Потом Герасимов снова стал качать права, ну я и врезал ему пару раз. А что — пусть не зарывается. Я, кстати, терпеть не могу драться, но это лучше, чем терпеть этого полудурка. Потом мы поцапались снова. И снова. И еще много раз. Тогда эта ду… (извиняюсь, то есть Ольга Алексеевна!) и стала вызывать наших родителей. И сегодня тоже сказала, чтобы без родителей я не возвращался. Испугала. Хотя, конечно, неприятно. Сегодня я вообще Лешку чуть не убил. Потому что он отмочил такое, чего я от него совсем не ожидал: он за воротник тряс маленького мальчишку в мужском туалете. Мальчик плакал и брыкался, умоляя Герасимова отпустить его и вернуть ему штаны. Ну я и не стерпел — съездил Лешке по шее.
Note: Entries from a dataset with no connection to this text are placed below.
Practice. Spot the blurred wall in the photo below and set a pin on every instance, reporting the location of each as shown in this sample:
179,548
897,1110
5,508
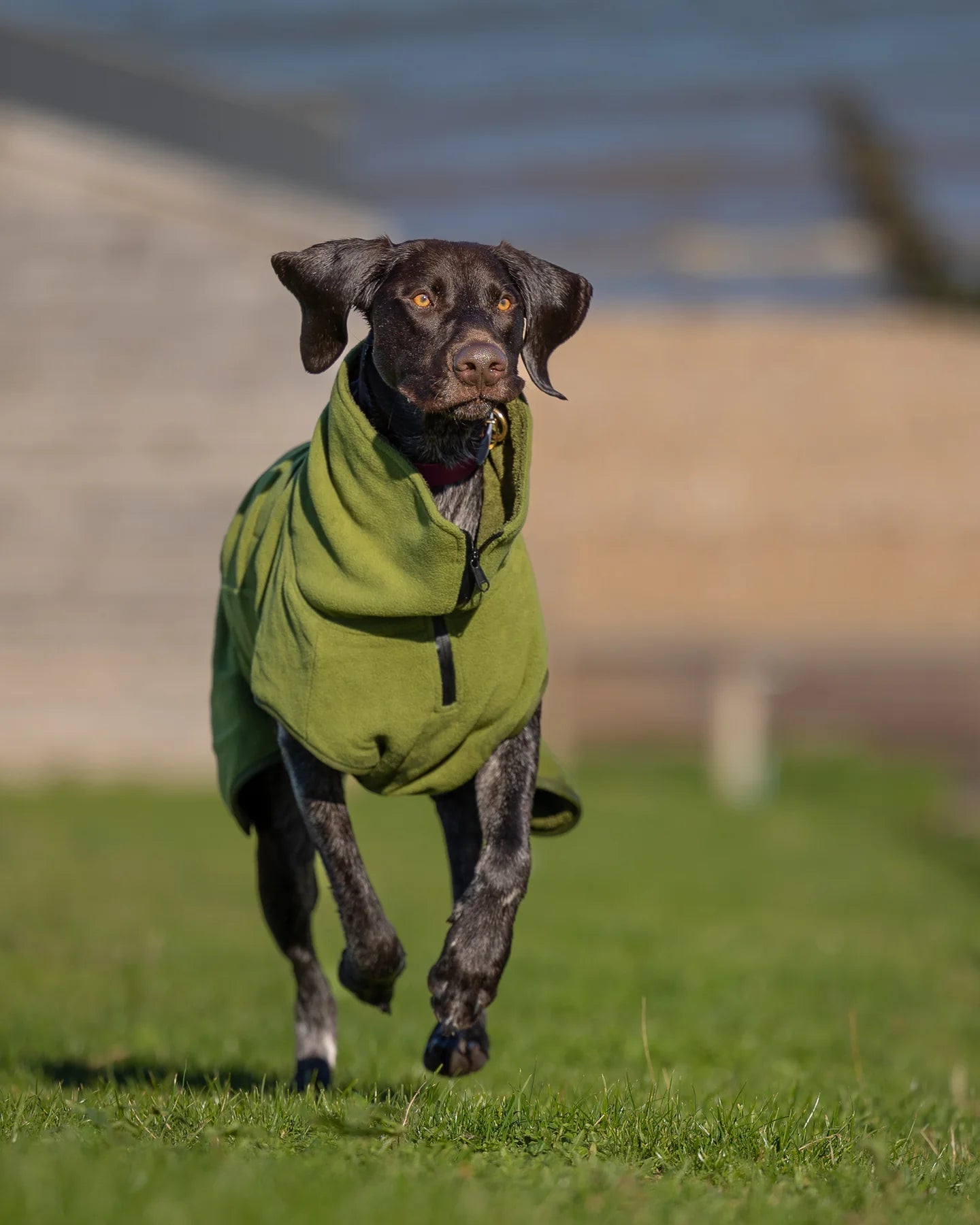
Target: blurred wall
779,489
150,372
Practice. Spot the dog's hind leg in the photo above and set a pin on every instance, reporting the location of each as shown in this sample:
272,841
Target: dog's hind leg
489,882
287,888
374,957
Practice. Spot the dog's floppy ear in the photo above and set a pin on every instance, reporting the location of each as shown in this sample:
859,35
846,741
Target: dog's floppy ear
555,304
330,281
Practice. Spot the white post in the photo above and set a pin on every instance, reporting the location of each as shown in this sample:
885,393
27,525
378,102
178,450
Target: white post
739,733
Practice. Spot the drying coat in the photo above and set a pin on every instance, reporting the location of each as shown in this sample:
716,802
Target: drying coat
384,638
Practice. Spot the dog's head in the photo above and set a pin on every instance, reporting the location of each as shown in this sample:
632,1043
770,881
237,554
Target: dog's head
448,320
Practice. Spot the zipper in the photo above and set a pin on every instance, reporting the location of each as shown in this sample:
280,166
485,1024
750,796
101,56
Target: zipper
446,666
474,577
474,580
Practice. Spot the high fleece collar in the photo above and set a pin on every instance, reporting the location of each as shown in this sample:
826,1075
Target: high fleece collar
367,536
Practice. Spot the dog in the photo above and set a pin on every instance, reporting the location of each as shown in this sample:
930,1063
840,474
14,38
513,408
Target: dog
379,619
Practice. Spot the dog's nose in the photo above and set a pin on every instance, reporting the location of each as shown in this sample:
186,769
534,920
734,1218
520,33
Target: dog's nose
480,364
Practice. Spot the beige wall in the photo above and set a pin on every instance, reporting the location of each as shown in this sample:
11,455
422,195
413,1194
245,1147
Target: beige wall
799,488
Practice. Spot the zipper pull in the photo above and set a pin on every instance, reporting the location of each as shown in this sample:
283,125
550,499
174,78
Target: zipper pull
473,561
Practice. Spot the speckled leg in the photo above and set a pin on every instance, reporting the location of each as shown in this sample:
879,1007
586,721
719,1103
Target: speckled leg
490,875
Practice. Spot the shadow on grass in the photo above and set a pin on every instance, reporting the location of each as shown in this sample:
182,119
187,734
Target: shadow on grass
78,1073
75,1073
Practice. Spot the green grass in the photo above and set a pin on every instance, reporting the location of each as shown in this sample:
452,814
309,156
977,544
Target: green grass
811,975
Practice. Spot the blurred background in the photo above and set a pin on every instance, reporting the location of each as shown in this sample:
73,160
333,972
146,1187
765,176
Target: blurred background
755,522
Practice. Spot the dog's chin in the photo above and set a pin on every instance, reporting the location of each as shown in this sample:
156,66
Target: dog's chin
473,410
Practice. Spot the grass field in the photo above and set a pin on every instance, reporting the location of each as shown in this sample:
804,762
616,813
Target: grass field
811,975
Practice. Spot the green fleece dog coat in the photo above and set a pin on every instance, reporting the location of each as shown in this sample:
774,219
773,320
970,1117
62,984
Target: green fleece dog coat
338,575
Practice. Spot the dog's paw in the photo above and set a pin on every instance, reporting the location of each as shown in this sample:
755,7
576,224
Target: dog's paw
312,1073
457,1051
374,989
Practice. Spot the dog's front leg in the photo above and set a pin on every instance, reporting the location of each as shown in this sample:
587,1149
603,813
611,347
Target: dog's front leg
465,979
374,957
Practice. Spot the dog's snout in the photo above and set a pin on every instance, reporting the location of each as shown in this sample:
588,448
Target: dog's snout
480,364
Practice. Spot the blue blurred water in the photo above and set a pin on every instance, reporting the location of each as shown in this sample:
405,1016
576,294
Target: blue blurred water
597,134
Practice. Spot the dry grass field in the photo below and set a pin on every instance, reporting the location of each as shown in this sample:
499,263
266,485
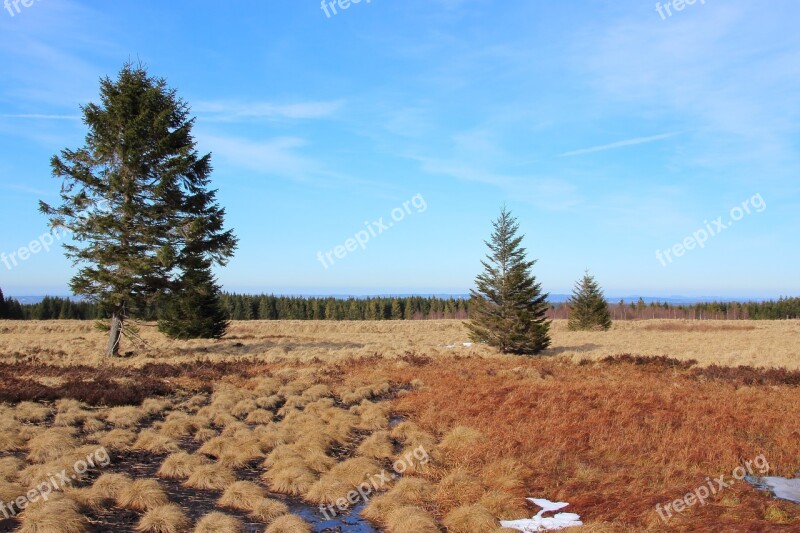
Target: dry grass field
257,431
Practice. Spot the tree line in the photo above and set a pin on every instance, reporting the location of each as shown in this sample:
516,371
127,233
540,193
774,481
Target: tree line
271,307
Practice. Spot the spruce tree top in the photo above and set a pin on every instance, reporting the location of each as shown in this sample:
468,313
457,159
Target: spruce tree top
508,307
588,309
136,196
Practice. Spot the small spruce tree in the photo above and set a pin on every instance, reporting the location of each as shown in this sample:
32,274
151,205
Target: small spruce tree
588,309
3,310
508,309
194,310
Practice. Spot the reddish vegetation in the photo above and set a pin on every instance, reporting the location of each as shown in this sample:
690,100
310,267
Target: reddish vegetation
112,385
615,440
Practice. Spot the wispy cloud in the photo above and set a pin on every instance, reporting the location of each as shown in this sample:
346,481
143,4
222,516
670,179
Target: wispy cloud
277,156
620,144
232,111
38,116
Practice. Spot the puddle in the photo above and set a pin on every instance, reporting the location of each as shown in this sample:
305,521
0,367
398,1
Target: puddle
780,487
8,524
350,522
197,503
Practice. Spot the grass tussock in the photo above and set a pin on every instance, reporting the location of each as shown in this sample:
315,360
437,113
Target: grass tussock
50,445
125,417
211,477
10,491
164,519
411,518
291,477
241,451
355,471
56,515
506,474
459,443
111,486
377,446
504,506
142,495
267,509
288,524
259,416
216,522
242,495
10,438
459,486
10,468
470,518
117,439
181,465
418,491
31,412
153,442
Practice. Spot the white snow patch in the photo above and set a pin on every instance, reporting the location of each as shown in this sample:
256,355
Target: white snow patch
542,523
785,489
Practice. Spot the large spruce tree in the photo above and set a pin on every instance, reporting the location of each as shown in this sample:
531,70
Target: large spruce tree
136,200
588,309
508,309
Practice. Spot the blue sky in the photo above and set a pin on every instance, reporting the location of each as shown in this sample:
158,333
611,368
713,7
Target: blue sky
609,130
Он меня не видел, я подошел сзади и совсем не заметно. Герасимов медленно осел на пол, а я узнал, что несчастного паренька зовут Мишка, и Герасимов велел ему сегодня принести сорок рублей. Ни фига себе налоги, с меня первый раз потребовал всего двадцать. Но это не имеет никакого значения, я бы даже за пятак его поколотил. У Мишки таких денег не было, и Лешка поймал его в туалете.
Остальное я уже видел. Противно было до ужаса. Я пнул стонущего Герасимова и пошел на урок. Лешка, конечно, нажаловался нашей классной. Я другого и не ожидал. Да впрочем мне было все равно. Только противно.
Так что я шел за родителями и думал, зачем в мире нужны такие скоты. Ведь не нужны. Фашист проклятый! Его все боятся, значит, ему все можно? Вседозволенность? Нет, неправильно это, неверно!
Я шел и думал. И ничего меня не волновало. Только этот животрепещущий вопрос. Я размышлял, как, кстати, завещал великий Лессинг. Поэтому можно сказать, что в случившемся виноват он. Он и Герасимов. Ну и я, наверное, тоже. Все-таки смотреть надо было. Но никак не шофер. Он ехал по всем правилам, скорость не превышал, поворотник включил, даже сигналил. Громко так. Но поздно.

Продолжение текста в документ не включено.